There are tons of tools that support data testing (love a dbt test), but even after writing robust tests we still ran into unexpected breaking changes. Most of the time, this became an issue when a product manager showed up wondering why some obscure metric was now null across the board. We didn't know that metric was being used (sometimes not even that it existed), so how would we have written a test for it? (A common cause was that an engineering team stopped recording a number because no one knew it was important; even when engineering did everything right, sent out comms "fyi we're removing the legacy user id values", and rolled out safely, no one expects that the marketing ROI dashboard depends on that.)

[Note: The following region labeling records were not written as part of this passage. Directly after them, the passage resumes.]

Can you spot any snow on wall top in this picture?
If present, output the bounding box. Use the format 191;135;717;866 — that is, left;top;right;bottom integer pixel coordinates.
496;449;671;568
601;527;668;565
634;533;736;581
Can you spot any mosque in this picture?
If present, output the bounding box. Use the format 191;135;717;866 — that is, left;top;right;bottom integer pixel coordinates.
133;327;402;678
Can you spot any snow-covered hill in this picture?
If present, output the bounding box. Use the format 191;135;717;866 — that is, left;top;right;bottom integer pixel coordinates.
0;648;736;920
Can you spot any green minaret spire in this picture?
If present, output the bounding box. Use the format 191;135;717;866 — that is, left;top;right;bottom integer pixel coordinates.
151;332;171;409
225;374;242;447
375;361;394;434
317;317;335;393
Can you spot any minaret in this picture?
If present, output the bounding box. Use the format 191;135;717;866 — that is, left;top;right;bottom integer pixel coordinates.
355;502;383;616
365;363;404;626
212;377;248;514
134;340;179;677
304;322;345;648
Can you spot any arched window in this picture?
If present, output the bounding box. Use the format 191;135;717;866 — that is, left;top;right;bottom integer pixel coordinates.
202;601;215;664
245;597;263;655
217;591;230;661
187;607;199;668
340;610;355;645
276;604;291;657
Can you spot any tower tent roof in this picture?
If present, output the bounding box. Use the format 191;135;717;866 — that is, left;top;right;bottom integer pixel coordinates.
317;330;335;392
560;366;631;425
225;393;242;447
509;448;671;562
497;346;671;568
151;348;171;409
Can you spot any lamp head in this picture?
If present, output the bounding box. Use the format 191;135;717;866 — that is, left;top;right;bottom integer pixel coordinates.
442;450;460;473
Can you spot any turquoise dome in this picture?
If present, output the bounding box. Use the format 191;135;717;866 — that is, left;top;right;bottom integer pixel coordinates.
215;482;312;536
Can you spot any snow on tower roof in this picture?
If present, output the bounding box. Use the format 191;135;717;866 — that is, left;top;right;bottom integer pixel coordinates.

That's where Data Axolotl comes in: Data Axolotl is a CLI tool that catches unexpected breaking changes in analytics data sets, without you having to know in advance what might break.
Simply put, you point it at some data tables, run it daily, and it collects a ton of common metrics over time. (Column minimum, maximum, mean, row count, distinct count, etc.) If any of the metrics suddenly change, Data Axolotl generates an alert.
The whole thing runs from a python package, so you can run it locally or on your own infra via a scheduling tool like Airflow. You don't have to sign up for any new cloud services and risk data leaking data to a third party. History can be stored locally with sqlite (default), or in a remote db on your infra.
This is a pretty early release, so right now it only supports Snowflake tables, but we hope to add other database types in the future.
You can try out Data Axolotl today, directly from your local machine, by installing via pip. `pip install data-axolotl` A full setup guide can be found in the Readme.